KATHMANDU: The relief agencies facing a formidable task to extend help to the people affected in 7.8 magnitude earthquake in mountainous Nepal.
The death toll in the deadly earthquake in Himalayan country has reached to 5500, while thousands said to be injured and hundreds of thousands stranded in the natural disaster.
According to the relief agencies half a million tents are urgently needed for the huge number of people forced from their homes by the earthquake.
The United Nations has launched a $415mln appeal for those affected by the earthquake, as frustration mounting over the pace of relief work.
The UN has announced to support the government efforts to provide emergency relief for the next three months.
There are reports of the people blocking trucks carrying relief supplies. The police reported to have clashes with people who trying to leave the capital Kathmandu.

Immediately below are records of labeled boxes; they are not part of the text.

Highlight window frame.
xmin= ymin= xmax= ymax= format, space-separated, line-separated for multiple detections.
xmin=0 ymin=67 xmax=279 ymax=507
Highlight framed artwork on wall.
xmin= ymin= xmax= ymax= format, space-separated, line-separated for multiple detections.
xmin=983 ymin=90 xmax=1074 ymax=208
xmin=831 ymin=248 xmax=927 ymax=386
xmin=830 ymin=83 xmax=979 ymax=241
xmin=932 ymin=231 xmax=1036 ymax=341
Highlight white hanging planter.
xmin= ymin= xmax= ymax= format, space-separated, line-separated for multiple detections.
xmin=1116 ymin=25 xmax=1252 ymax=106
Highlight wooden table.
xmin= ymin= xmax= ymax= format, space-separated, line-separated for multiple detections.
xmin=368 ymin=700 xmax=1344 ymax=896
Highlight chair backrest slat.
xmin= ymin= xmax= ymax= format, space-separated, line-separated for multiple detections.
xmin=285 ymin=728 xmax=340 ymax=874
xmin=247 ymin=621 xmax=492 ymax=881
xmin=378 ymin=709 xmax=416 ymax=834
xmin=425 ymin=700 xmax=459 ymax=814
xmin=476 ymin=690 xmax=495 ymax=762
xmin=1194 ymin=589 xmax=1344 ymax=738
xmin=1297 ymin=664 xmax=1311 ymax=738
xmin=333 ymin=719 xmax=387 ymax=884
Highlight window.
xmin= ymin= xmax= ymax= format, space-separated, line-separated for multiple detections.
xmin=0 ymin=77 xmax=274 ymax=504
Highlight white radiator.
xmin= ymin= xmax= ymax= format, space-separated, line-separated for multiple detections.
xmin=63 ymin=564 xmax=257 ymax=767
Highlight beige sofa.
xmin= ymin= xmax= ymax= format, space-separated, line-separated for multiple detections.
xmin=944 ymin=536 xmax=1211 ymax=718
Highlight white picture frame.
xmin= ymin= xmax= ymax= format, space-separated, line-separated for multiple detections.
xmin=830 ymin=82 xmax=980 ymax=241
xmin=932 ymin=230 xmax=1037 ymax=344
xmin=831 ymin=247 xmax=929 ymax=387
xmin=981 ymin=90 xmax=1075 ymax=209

The government of Nepal says it has been overwhelmed by the natural calamity.
According to the UN more than eight million people have been affected and some 70,000 houses have been destroyed in the country.
The aid is starting to get through, some people in remote areas closest to the epicentre of the quake are stranded without shelter, food or water. There are reports that the people have blocked roads at some places demanding relief.
Some helicopter crews who have managed to land in isolated communities have been faced with desperate villagers pleading to be airlifted to safety.
Relief work gears up
The first supplies of food aid began reaching remote mountain villages in Nepal, while thousands clamored to board buses out of Kathmandu, either to check on rural relatives or for fear of spending yet another night in the damaged capital.
Frustration over the slow delivery of humanitarian aid boiled over in a protest in the city, with about 200 people facing off with police and blocking traffic.
The protest was comparatively small and no demonstrators were detained. But it reflected growing anger over delayed relief days after the powerful earthquake that killed more than 5,500 people, injured twice that many and left tens of thousands homeless.